Tout d’abord, il convient de rappeler qu’une enveloppe Soleau ne confère aucun droit de propriété intellectuelle sur son contenu, contrairement à un brevet ou une marque par exemple. Autrement dit, une enveloppe Soleau n’est pas opposable à un tiers qui reproduirait son contenu, qu’il s’agisse par exemple d’une invention technique, d’une création esthétique ou d’une idée originale.

En revanche, l’enveloppe Soleau permet de faire valoir une antériorité personnelle en cas de litige, en raison de la date certaine et de la propriété qu’elle permet d’attribuer à son contenu.

En matière de brevet, une enveloppe Soleau peut constituer une preuve de possession personnelle antérieure sur le territoire français, permettant de se prémunir des conséquences d’une action en contrefaçon engagée sur la base d’un brevet déposé ultérieurement, dont l’objet est décrit dans l’enveloppe Soleau (selon les dispositions de l’article L613-7 CPI).

Il est également bon de rappeler que le droit de possession personnelle antérieure est incessible en tant que tel, et qu’il est attaché à son propriétaire, et ne peut être transmis qu’avec le fonds de commerce, ou l’entreprise ou partie d’entreprise à laquelle il est attaché.

En résumé, il convient de retenir que le droit de possession personnelle antérieure, pouvant par exemple être prouvé au moyen d’une enveloppe Soleau mais également par un constat d’huissier ou encore par un horodatage (tel que celui proposé par notre Cabinet, reposant sur l’inscription dans un registre infalsifiable de type Blockchain), est un droit défensif ne pouvant être opposé que dans des conditions très particulières et qui est limité territorialement.

Ce droit, prévu par le Code de la Propriété Intellectuelle, est applicable devant les juridictions françaises, qui étaient jusque récemment les seules compétentes pour juger les litiges fondés sur un brevet européen faisant effet en France (et, bien entendu, sur les brevets français).

 

Alors, qu’en est-il du droit de possession personnelle antérieure dans le cadre d’un litige jugé par la Juridiction Unifiée du Brevet, sur le fondement d’un brevet européen relevant de sa compétence ?

Il convient d’abord de rappeler que depuis le 1er juin 2023, une nouvelle juridiction, la Juridiction Unifiée du Brevet (dite JUB) a vu le jour avec la compétence de juger à terme de façon centralisée, pour 17 Etats membres de l’Union Européenne (à la date de rédaction de cet article, 8 autres Etats pouvant encore les rejoindre), l’ensemble des litiges fondés sur les brevets européens.
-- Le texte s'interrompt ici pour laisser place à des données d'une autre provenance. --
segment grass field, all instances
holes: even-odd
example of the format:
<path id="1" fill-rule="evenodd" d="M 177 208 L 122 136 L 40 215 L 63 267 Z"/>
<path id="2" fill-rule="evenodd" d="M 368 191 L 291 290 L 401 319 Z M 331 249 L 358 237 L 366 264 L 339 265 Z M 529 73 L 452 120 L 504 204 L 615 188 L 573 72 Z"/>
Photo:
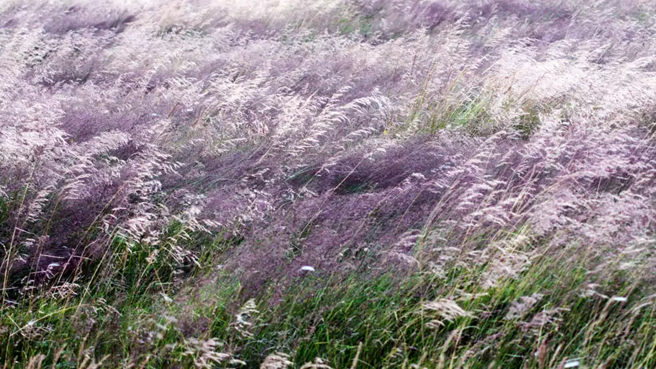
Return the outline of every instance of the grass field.
<path id="1" fill-rule="evenodd" d="M 655 368 L 655 102 L 647 0 L 0 0 L 0 366 Z"/>

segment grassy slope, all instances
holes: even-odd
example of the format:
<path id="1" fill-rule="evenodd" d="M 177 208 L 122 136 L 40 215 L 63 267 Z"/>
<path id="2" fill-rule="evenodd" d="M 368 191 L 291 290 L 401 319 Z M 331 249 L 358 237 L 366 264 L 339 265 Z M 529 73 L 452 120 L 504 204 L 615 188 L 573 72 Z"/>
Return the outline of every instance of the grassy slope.
<path id="1" fill-rule="evenodd" d="M 367 16 L 342 19 L 339 33 L 366 33 L 372 27 Z M 468 136 L 487 137 L 485 124 L 496 123 L 487 115 L 487 96 L 451 106 L 428 94 L 420 89 L 405 112 L 406 125 L 420 121 L 420 129 L 402 125 L 380 135 L 434 135 L 430 140 L 438 131 L 470 125 Z M 551 106 L 530 103 L 511 125 L 520 140 L 529 140 L 541 114 L 551 112 Z M 340 187 L 348 177 L 340 177 L 333 192 L 359 198 L 370 190 L 366 181 Z M 320 181 L 310 176 L 303 182 L 313 180 Z M 601 181 L 594 185 L 598 192 Z M 8 235 L 18 224 L 10 223 L 12 211 L 27 192 L 10 192 L 10 202 L 0 198 L 0 224 Z M 387 213 L 394 221 L 373 222 L 371 228 L 401 224 L 399 218 L 413 203 Z M 16 368 L 286 367 L 270 358 L 270 366 L 260 366 L 275 352 L 286 354 L 279 357 L 296 368 L 656 366 L 656 300 L 652 278 L 645 274 L 650 269 L 615 267 L 626 255 L 604 259 L 588 248 L 552 248 L 550 238 L 536 236 L 516 248 L 521 250 L 482 256 L 487 245 L 502 248 L 494 242 L 530 228 L 515 223 L 502 231 L 490 227 L 464 234 L 456 242 L 462 248 L 436 272 L 431 261 L 441 251 L 431 255 L 424 248 L 435 242 L 426 240 L 443 230 L 426 221 L 421 227 L 426 238 L 414 238 L 408 252 L 416 266 L 381 266 L 378 250 L 358 249 L 335 261 L 335 270 L 299 275 L 298 259 L 311 240 L 315 217 L 292 236 L 283 234 L 282 243 L 289 246 L 285 262 L 275 265 L 276 271 L 268 271 L 265 263 L 260 272 L 275 278 L 265 276 L 256 288 L 241 280 L 246 274 L 238 267 L 238 250 L 247 244 L 256 248 L 256 237 L 204 232 L 171 219 L 156 242 L 111 232 L 107 247 L 72 275 L 62 272 L 53 277 L 56 282 L 23 286 L 20 297 L 9 292 L 7 299 L 15 302 L 0 315 L 0 358 Z M 92 242 L 100 233 L 89 227 L 75 239 Z M 528 261 L 510 270 L 512 264 L 504 264 L 504 258 L 518 255 Z M 483 261 L 470 263 L 472 258 Z M 497 260 L 501 271 L 495 269 Z M 25 276 L 4 276 L 11 280 L 3 286 L 18 286 Z"/>

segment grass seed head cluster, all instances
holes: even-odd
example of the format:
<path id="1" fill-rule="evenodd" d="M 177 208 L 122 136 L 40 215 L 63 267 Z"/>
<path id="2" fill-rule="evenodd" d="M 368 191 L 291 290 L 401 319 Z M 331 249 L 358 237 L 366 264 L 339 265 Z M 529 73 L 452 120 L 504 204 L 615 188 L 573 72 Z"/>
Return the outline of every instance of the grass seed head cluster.
<path id="1" fill-rule="evenodd" d="M 0 1 L 4 367 L 656 365 L 652 3 Z"/>

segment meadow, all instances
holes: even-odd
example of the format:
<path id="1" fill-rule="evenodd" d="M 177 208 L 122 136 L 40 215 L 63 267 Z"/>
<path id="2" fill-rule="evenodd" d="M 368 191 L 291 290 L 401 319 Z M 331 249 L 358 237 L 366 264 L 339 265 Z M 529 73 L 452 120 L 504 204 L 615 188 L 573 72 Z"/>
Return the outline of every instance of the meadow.
<path id="1" fill-rule="evenodd" d="M 649 0 L 0 0 L 0 366 L 655 368 L 655 132 Z"/>

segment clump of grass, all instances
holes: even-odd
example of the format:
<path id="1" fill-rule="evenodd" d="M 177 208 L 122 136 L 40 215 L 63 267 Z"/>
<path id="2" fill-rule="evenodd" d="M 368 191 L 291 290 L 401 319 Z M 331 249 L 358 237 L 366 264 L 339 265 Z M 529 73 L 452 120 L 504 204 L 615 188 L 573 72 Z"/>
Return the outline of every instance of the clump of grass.
<path id="1" fill-rule="evenodd" d="M 3 367 L 654 366 L 655 22 L 0 3 Z"/>

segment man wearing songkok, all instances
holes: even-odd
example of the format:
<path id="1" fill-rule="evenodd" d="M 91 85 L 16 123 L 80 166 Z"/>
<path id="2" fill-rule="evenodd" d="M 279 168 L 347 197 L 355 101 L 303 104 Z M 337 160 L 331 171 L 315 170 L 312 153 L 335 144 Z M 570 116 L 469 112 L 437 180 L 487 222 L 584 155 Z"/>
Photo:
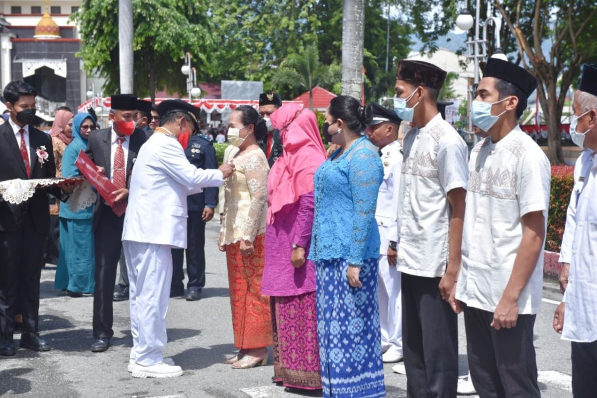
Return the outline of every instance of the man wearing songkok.
<path id="1" fill-rule="evenodd" d="M 93 292 L 92 352 L 106 351 L 114 334 L 112 295 L 116 269 L 122 246 L 122 223 L 131 171 L 145 132 L 135 128 L 137 97 L 132 94 L 112 95 L 110 110 L 112 128 L 94 131 L 89 136 L 85 153 L 116 186 L 117 196 L 110 207 L 101 196 L 93 209 L 96 287 Z M 126 288 L 128 295 L 128 288 Z"/>
<path id="2" fill-rule="evenodd" d="M 402 343 L 412 397 L 453 397 L 458 324 L 448 299 L 460 263 L 467 147 L 438 110 L 445 70 L 402 60 L 394 108 L 414 126 L 404 136 L 398 206 Z"/>
<path id="3" fill-rule="evenodd" d="M 597 66 L 584 66 L 572 107 L 570 135 L 584 152 L 574 166 L 560 258 L 570 263 L 570 274 L 553 328 L 572 342 L 573 394 L 592 397 L 597 391 Z"/>
<path id="4" fill-rule="evenodd" d="M 221 185 L 233 166 L 198 169 L 184 155 L 189 138 L 199 130 L 199 109 L 181 100 L 158 108 L 161 127 L 139 152 L 131 179 L 122 245 L 130 282 L 133 377 L 182 375 L 171 359 L 163 358 L 166 311 L 172 277 L 173 248 L 187 246 L 187 196 Z"/>
<path id="5" fill-rule="evenodd" d="M 375 215 L 381 240 L 378 295 L 382 359 L 385 363 L 398 362 L 402 359 L 401 276 L 396 269 L 398 242 L 396 218 L 400 205 L 398 196 L 402 166 L 398 130 L 402 121 L 393 110 L 376 103 L 367 106 L 365 115 L 365 134 L 380 149 L 384 170 Z"/>
<path id="6" fill-rule="evenodd" d="M 518 119 L 537 81 L 491 58 L 471 107 L 489 136 L 473 149 L 457 310 L 464 310 L 469 369 L 481 397 L 540 396 L 533 343 L 541 304 L 550 165 Z"/>
<path id="7" fill-rule="evenodd" d="M 267 126 L 267 135 L 261 141 L 258 141 L 257 144 L 261 147 L 261 150 L 267 158 L 267 163 L 270 168 L 273 165 L 273 162 L 282 156 L 282 140 L 280 139 L 280 132 L 273 128 L 270 121 L 272 113 L 282 106 L 282 98 L 274 92 L 262 92 L 259 95 L 259 114 L 263 116 Z"/>

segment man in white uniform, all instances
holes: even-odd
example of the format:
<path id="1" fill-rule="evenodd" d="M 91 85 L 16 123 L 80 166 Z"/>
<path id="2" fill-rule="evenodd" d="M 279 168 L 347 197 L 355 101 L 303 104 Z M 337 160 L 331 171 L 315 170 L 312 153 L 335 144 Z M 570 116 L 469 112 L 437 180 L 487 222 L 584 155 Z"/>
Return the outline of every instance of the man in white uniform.
<path id="1" fill-rule="evenodd" d="M 402 147 L 398 141 L 402 120 L 391 109 L 378 104 L 367 106 L 369 140 L 380 149 L 383 163 L 383 182 L 377 195 L 375 218 L 381 245 L 379 248 L 379 315 L 381 329 L 382 359 L 386 363 L 402 359 L 402 298 L 401 275 L 396 269 Z"/>
<path id="2" fill-rule="evenodd" d="M 203 170 L 184 155 L 199 109 L 180 100 L 159 104 L 161 127 L 139 151 L 131 180 L 122 243 L 130 283 L 133 377 L 173 377 L 180 366 L 162 357 L 172 278 L 173 248 L 186 248 L 187 195 L 217 187 L 233 167 Z"/>
<path id="3" fill-rule="evenodd" d="M 585 151 L 574 168 L 564 232 L 571 243 L 570 275 L 553 328 L 572 342 L 573 394 L 592 397 L 597 391 L 597 66 L 584 66 L 573 109 L 570 135 Z M 570 248 L 562 243 L 563 251 Z"/>
<path id="4" fill-rule="evenodd" d="M 394 108 L 405 135 L 398 206 L 402 343 L 409 397 L 456 395 L 458 322 L 448 303 L 460 265 L 467 149 L 436 101 L 445 71 L 402 60 Z"/>
<path id="5" fill-rule="evenodd" d="M 550 168 L 518 126 L 537 81 L 490 58 L 473 124 L 489 137 L 469 162 L 457 310 L 464 310 L 469 369 L 481 397 L 538 397 L 533 335 L 541 304 Z"/>

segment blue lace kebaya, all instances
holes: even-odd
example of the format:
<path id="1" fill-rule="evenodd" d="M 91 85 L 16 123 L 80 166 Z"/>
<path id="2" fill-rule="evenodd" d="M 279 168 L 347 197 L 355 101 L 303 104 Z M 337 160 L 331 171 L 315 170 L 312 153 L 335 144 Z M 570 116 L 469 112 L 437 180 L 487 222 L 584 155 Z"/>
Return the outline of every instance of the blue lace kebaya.
<path id="1" fill-rule="evenodd" d="M 342 258 L 361 266 L 365 260 L 379 258 L 375 211 L 383 166 L 377 148 L 365 137 L 338 156 L 339 152 L 315 172 L 309 258 L 316 264 Z"/>

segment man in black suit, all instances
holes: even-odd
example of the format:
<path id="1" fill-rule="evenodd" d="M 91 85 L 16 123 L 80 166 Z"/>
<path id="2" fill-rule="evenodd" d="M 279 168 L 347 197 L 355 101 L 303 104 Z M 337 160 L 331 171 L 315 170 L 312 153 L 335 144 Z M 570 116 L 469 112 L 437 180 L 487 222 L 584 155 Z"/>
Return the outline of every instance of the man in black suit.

Néanmoins, pendant une période transitoire courant au moins jusqu’en 2030, seuls les brevets européens à effet unitaire (délivrés également depuis le 1er juin 2023) et les brevets européens « classiques » n’ayant pas dérogés à la compétence de la JUB (c’est-à-dire n’ayant pas fait l’objet d’une requête d’« opt-out ») peuvent faire l’objet d’une action devant la JUB.

La JUB offre aux titulaires de brevet européens qui relèvent de sa compétence la possibilité d’engager une action en contrefaçon de façon centralisée envers les tiers, pour des actes de contrefaçon commis sur tout ou partie des 17 Etats membres de l’Accord relatif à la JUB.

Pour les tiers ayant constitué un droit de possession personnelle antérieure, par exemple par le dépôt d’une enveloppe-Soleau, se pose ainsi la question d’une opposabilité de ce droit devant le JUB afin d’échapper aux conséquences d’une contrefaçon présumée.

L’Accord relatif à la JUB prévoit en son article 28 une fiction de brevet national pour l’invention protégée par le brevet européen, sur la base de laquelle il doit être déterminé si son titulaire aurait eu le droit à un droit de possession personnelle antérieure. L’Accord renvoie ainsi au droit national de chacun des Etats membres à l’Accord.

Par conséquent, dans chaque Etat membre dans lequel une disposition de possession personnelle antérieure existe, comme c’est le cas en France par exemple par la détention d’une enveloppe Soleau, son propriétaire jouit d’un tel droit à l’égard du brevet européen qui lui est opposé.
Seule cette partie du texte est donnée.